Mark Athitakis:
“It’s boring almost beyond belief,” British rock critic Nik Cohn wrote of the Beatles’ self-titled album shortly after it came out in November of 1968. Cohn’s brickbat was just one of two negative reviews the New York Times published upon the release of The Beatles. (You probably know it better as the White Album.) Those responses, though, may say less about the record’s virtues than the way it upended listeners’ expectations. On 1967’s Sgt. Pepper’s Lonely Hearts Club Band, the Fab Four polished its pop instincts. The Beatles, by contrast, was scruffy and centerless, its thirty songs encompassing mock-Beach Boys vocal harmonies (“Back in the U.S.S.R.”), psychedelic folk (“Wild Honey Pie”), proto-punk (“Helter Skelter”), sound collage (“Revolution 9”), and plenty more besides.
“Everybody’s going to find something to love and hate on it,” says Indiana University music professor Glenn Gass, who has taught a course on the Beatles since 1982. “And in that way it not only summed up the history of rock and pop styles in the twentieth century but also predicted the eclectic, all-over-the-map world we’ve been living in ever since.”

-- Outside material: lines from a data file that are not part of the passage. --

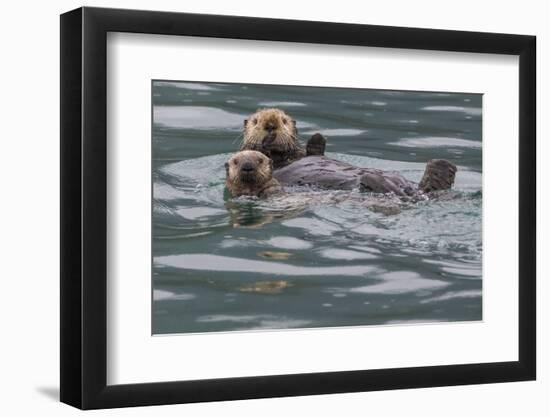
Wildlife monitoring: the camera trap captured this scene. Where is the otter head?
[241,109,302,159]
[225,151,273,197]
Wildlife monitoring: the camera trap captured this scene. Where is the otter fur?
[225,151,282,198]
[241,109,326,169]
[241,109,456,196]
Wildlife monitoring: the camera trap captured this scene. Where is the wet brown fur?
[241,108,306,169]
[225,151,282,198]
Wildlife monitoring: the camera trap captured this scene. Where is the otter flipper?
[418,159,456,193]
[306,133,327,156]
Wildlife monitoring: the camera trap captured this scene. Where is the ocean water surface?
[152,81,482,334]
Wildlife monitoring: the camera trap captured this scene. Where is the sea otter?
[241,109,457,196]
[225,151,282,198]
[241,109,326,169]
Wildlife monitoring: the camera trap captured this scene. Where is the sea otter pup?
[241,109,326,169]
[225,151,282,198]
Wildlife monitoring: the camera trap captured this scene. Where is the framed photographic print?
[61,8,536,409]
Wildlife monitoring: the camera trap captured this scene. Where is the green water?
[152,81,482,334]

As it happens, just yesterday, my chimney sweep brought me a copy of outtakes from the White Album. He says it came by way of a friend of his who used to work at Apple records. I got the impression that meant these particular versions hadn’t ever been commercially released, but I could be wrong about that.
I’ve had the guy come out to my house to clean the chimney and wood stove every winter since I’ve been living here. Upon his noticing my CD collection along one wall of the great room, we immediately bonded over a shared passion for music, and that’s what we represent to each other. Like Robert Fulghum’s barber, the quality of our relationship was partly created by a peculiar distance. We don’t interact in any other way besides the yearly maintenance visits. We don’t call, email, or hang out. We just pick up the conversation every year where we left off — what we’ve been listening to, whom we may have seen live. I usually send him on his way with lists and CD-Rs of music he hadn’t heard, so he decided to return the favor this year.
“It’s really rare,” he said that first year, “to meet somebody beyond their early twenties who still keeps up with new music.” I agreed. Oldies and classic rock stations represent living death to me, so depressing. Sure, I have sentimental favorites too, but I just can’t fathom wanting to hear nothing but. Discovering new music is one of the most invigorating joys I know of.
I couldn’t remember exactly what I’d given him the last time he was out here, so rather than burn a batch of CD-Rs for nothing, I just compiled a list of all the artists and albums I’d enjoyed this year. He grinned and said, “This is all old shit. Where’s your new stuff?” Oh-ho! I’m falling behind, am I? I do believe the gauntlet has been thrown down. Challenge accepted. Until next year, then.